LA BIBLE ET LE CUISINIER
Les années se suivent et se ressemblent: le guide rouge 2015 est sorti de sa boite magique et fantasmatique. Chaque commentateur-blogueur-journaliste-intrigant de la sauce et du fumet qui cabote dans le microcosme de la restauration y est allé de son commentaire, louangeant rarement et critiquant souvent le fabricant du pneu dans ses choix, ses non-choix, ses décisions, ses inepties, ses incohérences, ses injustices, ses stratégies, ses partis-pris et tutti quanti. Avec autant de détracteurs (dont le Bouche à Oreille) agrippés à ses chevilles, on s’étonne encore de l’existence du guide Michelin dans les kiosques, et de ses relais sûrs dans tous les médias télé, radio, journaux… locaux ou nationaux.
Bien sûr que les cuisiniers sans-grade maugréent au fur et à mesure qu’ils découvrent les pratiques troubles de la bible rouge: ils n’attendent plus rien du guide simulacre qui choisit ses ouailles selon d’obscurs critères comme la cooptation et le renvoi d’ascenseur, le parrainage et le simple copinage. Abattus, mais résolus et désormais athées du dieu miche, ils regardent chaque année la caste des élus-cuisiniers dans les petits papiers du miche se taper sur le ventre et se féliciter d’avoir gardé ou gagné des étoiles.
Et puis les « grands chefs » en vue, tantôt parrains locaux qui squattent les radios locales, tantôt assidus du petit écran national pour la grande foire à la congratulation: le miche n’est qu’un relais de communication parmi l’arsenal des médias à la botte de nos grands égos en toque pas tellement égaux avec le commun des cuisiniers.

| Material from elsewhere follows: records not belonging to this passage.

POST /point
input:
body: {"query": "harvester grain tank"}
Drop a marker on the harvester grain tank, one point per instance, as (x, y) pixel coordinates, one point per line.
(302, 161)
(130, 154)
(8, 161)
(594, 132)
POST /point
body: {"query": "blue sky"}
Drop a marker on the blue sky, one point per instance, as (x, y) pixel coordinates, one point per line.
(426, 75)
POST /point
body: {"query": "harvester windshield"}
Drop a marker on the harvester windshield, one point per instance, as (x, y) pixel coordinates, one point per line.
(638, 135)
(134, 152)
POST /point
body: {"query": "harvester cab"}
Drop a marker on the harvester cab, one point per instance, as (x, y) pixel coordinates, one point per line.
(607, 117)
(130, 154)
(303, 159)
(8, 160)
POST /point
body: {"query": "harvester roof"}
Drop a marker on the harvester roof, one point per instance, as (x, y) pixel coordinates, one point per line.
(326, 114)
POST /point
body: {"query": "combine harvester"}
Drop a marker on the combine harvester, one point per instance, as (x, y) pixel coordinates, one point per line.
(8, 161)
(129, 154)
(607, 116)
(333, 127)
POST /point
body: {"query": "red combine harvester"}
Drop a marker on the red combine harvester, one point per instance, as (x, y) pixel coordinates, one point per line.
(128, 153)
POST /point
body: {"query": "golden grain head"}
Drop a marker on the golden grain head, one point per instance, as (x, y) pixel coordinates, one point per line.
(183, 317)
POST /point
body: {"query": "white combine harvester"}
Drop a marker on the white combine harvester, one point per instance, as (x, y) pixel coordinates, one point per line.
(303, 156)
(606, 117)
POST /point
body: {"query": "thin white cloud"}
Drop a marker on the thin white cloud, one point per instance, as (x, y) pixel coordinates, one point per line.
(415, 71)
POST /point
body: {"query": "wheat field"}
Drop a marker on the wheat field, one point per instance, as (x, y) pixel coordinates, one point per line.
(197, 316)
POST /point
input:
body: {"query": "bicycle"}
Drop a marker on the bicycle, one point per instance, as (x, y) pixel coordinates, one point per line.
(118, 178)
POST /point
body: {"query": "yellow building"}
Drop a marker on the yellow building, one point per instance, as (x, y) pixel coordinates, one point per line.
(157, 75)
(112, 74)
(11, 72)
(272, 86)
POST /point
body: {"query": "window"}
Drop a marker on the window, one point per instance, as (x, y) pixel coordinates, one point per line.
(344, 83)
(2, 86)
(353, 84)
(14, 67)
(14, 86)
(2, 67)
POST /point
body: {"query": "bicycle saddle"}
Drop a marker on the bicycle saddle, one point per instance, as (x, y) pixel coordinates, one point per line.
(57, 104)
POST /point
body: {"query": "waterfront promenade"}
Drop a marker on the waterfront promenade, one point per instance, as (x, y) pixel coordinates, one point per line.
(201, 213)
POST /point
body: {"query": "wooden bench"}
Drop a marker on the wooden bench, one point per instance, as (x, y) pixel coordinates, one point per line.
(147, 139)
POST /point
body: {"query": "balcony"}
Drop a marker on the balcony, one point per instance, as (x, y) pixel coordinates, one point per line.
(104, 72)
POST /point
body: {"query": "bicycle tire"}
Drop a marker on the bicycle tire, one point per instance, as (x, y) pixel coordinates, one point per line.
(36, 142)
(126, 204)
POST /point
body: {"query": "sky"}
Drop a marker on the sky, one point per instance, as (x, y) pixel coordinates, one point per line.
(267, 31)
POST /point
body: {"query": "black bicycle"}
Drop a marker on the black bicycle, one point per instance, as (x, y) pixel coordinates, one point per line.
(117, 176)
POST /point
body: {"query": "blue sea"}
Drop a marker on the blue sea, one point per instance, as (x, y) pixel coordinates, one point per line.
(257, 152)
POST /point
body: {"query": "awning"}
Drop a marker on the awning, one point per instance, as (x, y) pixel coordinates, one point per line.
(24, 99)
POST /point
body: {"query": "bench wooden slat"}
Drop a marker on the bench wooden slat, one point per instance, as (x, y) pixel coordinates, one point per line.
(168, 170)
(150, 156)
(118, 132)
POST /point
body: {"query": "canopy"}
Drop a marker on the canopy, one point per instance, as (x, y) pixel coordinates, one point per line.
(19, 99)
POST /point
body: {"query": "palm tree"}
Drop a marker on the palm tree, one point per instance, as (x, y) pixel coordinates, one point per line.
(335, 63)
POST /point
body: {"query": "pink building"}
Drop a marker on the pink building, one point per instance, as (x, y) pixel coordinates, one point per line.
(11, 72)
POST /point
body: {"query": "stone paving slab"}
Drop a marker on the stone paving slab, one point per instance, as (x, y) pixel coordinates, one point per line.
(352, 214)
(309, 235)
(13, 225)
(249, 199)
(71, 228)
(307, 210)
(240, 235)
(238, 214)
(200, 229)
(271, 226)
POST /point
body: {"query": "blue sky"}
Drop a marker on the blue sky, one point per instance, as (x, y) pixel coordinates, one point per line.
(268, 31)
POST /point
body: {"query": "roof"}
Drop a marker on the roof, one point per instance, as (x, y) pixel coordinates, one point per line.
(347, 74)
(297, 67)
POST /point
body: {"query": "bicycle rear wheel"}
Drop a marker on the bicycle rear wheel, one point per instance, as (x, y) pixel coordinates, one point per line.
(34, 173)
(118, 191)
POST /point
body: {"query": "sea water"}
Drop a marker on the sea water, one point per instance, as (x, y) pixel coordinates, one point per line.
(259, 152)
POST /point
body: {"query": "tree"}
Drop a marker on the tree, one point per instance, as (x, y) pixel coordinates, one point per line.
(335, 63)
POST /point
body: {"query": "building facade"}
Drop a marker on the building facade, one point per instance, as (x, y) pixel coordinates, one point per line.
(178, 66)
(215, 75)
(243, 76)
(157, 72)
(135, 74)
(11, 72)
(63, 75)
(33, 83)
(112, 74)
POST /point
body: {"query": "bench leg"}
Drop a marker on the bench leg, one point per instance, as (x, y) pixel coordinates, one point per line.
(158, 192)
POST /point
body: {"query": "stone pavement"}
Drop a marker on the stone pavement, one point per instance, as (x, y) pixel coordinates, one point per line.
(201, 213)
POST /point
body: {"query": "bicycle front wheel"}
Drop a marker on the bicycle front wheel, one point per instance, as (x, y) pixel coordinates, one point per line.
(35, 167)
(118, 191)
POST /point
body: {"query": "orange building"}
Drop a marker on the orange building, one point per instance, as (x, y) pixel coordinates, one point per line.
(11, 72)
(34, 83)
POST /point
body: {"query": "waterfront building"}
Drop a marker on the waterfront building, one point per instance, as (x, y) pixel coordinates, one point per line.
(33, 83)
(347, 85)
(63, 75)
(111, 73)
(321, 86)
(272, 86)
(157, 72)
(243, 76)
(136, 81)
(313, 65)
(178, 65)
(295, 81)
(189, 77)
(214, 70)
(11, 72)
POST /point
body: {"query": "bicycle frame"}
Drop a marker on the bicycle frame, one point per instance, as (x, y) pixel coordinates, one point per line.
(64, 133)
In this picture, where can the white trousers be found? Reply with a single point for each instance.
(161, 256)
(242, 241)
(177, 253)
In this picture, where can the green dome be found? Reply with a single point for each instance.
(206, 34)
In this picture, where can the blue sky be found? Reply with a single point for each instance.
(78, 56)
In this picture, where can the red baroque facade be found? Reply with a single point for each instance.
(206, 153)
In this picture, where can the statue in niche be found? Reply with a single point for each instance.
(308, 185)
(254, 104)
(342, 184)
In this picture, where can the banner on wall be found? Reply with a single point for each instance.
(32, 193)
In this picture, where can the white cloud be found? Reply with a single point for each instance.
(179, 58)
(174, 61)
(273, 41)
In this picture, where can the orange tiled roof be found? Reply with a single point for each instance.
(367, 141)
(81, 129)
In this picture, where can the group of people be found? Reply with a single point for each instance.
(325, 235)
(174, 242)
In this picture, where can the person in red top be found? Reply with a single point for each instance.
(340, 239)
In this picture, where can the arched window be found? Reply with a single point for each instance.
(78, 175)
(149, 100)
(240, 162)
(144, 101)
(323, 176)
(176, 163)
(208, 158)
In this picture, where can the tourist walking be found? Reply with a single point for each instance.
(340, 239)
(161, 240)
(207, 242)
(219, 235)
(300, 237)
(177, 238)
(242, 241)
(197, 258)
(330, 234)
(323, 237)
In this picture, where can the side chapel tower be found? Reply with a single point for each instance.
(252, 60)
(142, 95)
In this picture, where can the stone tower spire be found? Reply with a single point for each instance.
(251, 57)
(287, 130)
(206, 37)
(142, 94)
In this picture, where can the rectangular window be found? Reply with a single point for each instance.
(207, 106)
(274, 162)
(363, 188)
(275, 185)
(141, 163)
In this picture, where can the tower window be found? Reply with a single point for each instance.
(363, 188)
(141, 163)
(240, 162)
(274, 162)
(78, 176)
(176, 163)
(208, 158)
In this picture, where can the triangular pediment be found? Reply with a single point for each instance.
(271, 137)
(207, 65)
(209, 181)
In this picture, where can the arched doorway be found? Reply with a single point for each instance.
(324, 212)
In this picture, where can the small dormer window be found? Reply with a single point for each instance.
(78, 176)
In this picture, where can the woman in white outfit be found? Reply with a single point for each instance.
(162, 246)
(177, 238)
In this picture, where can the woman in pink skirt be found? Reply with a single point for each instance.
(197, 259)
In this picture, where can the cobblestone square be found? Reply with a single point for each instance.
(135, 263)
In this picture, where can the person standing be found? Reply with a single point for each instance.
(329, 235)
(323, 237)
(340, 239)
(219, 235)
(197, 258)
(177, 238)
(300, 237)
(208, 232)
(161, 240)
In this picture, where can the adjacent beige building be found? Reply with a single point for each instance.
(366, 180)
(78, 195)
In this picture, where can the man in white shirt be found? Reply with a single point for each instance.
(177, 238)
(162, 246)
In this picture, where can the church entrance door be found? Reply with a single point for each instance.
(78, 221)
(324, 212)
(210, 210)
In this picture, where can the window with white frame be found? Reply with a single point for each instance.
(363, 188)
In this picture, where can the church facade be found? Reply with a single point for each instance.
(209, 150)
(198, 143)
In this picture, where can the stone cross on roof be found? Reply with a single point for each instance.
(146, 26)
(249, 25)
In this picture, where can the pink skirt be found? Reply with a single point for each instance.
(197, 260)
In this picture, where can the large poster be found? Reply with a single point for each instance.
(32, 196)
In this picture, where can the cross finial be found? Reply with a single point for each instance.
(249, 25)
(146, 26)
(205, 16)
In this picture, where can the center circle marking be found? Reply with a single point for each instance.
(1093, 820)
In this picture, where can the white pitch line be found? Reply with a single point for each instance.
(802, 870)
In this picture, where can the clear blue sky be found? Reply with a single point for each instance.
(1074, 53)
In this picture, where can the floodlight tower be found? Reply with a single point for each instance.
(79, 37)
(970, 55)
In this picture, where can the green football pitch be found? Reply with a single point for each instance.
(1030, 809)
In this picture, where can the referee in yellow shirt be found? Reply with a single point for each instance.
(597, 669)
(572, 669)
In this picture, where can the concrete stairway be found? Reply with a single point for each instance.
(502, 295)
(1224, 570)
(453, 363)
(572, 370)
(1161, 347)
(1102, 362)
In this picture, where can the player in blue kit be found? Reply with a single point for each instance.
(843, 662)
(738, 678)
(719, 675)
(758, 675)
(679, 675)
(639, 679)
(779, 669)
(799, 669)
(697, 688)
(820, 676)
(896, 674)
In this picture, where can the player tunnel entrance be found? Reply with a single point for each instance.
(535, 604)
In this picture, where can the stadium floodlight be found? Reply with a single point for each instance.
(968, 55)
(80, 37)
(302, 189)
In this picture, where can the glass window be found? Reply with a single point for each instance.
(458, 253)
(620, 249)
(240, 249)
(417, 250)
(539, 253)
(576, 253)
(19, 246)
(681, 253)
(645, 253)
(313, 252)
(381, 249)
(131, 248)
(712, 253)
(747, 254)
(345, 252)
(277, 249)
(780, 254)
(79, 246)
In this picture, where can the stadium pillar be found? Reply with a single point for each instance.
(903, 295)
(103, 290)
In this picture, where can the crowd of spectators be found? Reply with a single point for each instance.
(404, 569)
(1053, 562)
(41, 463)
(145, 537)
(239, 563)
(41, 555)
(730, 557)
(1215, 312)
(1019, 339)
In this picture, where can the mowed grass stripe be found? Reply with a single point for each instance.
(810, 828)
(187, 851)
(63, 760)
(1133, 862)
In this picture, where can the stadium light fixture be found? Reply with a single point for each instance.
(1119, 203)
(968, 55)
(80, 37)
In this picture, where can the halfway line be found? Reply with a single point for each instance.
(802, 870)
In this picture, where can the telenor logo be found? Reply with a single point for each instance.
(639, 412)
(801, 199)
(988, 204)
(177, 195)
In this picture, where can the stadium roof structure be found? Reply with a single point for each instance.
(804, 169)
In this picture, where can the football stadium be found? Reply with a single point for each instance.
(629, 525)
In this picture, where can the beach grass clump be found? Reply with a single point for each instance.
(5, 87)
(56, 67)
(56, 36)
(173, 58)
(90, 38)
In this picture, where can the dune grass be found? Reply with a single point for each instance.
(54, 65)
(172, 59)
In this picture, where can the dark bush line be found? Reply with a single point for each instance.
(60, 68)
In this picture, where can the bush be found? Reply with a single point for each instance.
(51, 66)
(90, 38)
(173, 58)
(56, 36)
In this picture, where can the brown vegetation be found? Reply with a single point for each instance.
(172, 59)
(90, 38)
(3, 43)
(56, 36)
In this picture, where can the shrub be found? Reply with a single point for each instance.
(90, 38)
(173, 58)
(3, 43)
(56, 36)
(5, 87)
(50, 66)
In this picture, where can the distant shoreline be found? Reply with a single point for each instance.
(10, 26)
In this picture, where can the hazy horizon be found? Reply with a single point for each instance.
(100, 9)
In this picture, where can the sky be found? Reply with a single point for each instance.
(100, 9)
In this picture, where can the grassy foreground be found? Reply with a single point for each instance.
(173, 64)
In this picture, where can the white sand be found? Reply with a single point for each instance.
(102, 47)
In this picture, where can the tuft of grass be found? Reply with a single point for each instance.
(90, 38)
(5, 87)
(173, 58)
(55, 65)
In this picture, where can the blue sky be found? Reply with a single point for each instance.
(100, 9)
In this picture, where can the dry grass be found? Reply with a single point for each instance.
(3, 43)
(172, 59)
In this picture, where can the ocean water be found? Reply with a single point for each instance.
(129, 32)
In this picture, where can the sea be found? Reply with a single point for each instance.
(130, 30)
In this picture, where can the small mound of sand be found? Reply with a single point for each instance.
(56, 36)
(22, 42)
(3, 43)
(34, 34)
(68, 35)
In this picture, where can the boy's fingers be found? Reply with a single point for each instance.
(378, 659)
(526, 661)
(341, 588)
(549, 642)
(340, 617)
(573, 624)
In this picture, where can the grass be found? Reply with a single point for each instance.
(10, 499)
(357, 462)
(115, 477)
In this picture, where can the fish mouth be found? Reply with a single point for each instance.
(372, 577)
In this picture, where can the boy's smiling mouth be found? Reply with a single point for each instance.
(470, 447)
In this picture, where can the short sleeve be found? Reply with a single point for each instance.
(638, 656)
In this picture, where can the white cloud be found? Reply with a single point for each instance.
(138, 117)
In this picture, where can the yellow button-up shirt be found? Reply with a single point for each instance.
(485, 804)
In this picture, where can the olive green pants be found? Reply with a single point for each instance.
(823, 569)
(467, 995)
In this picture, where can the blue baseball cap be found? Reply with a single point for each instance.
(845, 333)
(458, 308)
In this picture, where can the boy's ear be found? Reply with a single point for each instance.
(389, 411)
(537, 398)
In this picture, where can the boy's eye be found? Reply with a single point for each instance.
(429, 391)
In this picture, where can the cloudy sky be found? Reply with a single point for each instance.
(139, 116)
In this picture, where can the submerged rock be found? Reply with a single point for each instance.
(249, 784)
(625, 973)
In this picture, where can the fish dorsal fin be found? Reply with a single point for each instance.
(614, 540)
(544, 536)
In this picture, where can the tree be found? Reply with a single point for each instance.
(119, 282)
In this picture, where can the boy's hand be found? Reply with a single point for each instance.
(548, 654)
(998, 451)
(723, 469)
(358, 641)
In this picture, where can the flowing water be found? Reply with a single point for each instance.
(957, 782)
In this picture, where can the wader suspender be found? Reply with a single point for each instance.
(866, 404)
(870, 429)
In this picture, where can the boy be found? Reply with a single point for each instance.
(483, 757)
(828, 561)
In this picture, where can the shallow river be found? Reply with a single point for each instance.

Commun des cuisiniers qui, il faut le dire, n’est pas issu du sérail. N’est pas élu par le dieu miche qui veut. Ni même qui peut.
Les intégristes dévots au guide rouge, les médaillés, les étoilés ou multi-étoilés nient l’évidence d’un réseau pour obtenir des faveurs. Ainsi, nous sommes surpris de l’adoubement récent de « la table de Nans » à La Ciotat (13) comme celle du maintien de l’étoile de Lionel Lévy à Marseille (13). Enfin bon. Ne rien dire, ne pas chercher à comprendre: faut pas toucher au guide! Chefs élus par leur dieu, vous comprenez. Il est comique de remarquer que nombre de ces intouchables montent sur leurs grands chevaux quand le client mécontent les chatouille sur Tripadvisor! Ils s’insurgent: « de quel droit critiquez-vous mon restaurant? ». Les mêmes qu’on voit fièrement afficher « Je suis Charlie » sur leur page facebook, car ce sont de grands démocrates.
Quand les élus du miche appartiennent à l’église « Collège Culinaire », c’est encore une autre limonade. Le « Collège Culinaire »… grand’messe permanente de la sainte élite culinaire de France, pays centre du monde selon la loi robuco-ducassienne ayant court dans toutes les bonnes écoles de cuisine de la République. Vous avez entendu parler de Robuchon épinglé dans son nouveau restaurant bordelais pour « harcèlement »? Défendu par son coreligionnaire du « Collège », le fameux Alain Ducasse qui s’en prend sans la moindre retenue à la presse « charognarde » à l’égard de son coreligionnaire. Non par ferme conviction mais par simple corporatisme. Quel toupet! Quand pour l’ouverture d’un de ses nouveaux restaurants, Ducasse siffle les plumitifs aux ordres et les journaleux complaisants, il fait moins la grimace.